ARRESTING FOR SHIP BROKERS’ COMMISSION
In the March 2000 edition of “The Intermediary” we reported on major changes to the law affecting ship brokers’ commission, as was brought about by the coming into force of the Contracts (Rights Against Third Parties) Act 1999. Although it has yet to be tested by the Courts, it appears that the new statute will permit shipbrokers to arrest a ship for charterparty commission.
The grounds upon which a ship can be arrested within the English courts’ jurisdiction are set out in the Supreme Court Act 1981. In order to obtain an arrest the broker would have to show that the commission claim fell within one of its provisions. Section 20 (2)(h) of the Act provides that a ship can be arrested where there is a claim arising out of, or relating to, “the use or hire of a ship”. Before the passing of the Act a ship broker could not take action directly against an owner on the basis of the charterparty commission clause, because of the Doctrine of Privity. English law held that only parties to a contract, the owner and charterer under a charterparty, had rights and obligations which they could enforce. A non-party, such as a ship broker, could not simply sue the owner, even though the commission clause named the ship broker and said he should receive a commission. This was changed by the 1999 Act, and for the purpose of exercising his right to enforce the commission clause, the Act has placed the ship broker in the same position as if he had been a party to the contract. In the circumstances it appears clear that a claim for the enforcement of a commission clause is one which arises out of the “use or hire of a ship”. Chartering brokers may therefore find that their ability to enforce their rights has been increased.

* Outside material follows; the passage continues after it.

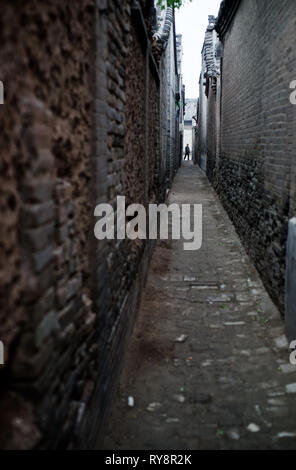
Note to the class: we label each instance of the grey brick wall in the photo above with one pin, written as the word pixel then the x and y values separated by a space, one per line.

The position is different for sale and purchase brokers. It is market practice that the seller pays the commission which is due on the delivery of the ship. That is unfortunately the very moment that the seller has disposed of the ship and, as a single ship company, the sole reason for its existence. The 1996 New Zealand case S.O.S. Maritime Brokers –v- The Ship Dana Star was unusual as the buyers had specifically agreed to pay their brokers. The New Zealand High Court held, however, that the obligation to pay commission to a sale and purchase broker did not arise out of an agreement in relation “to the use or hire of a ship”, which was the equivalent provision under English law. Sale and purchase brokers regretfully therefore are unlikely to have gained any further rights as a result of the passing of the new law.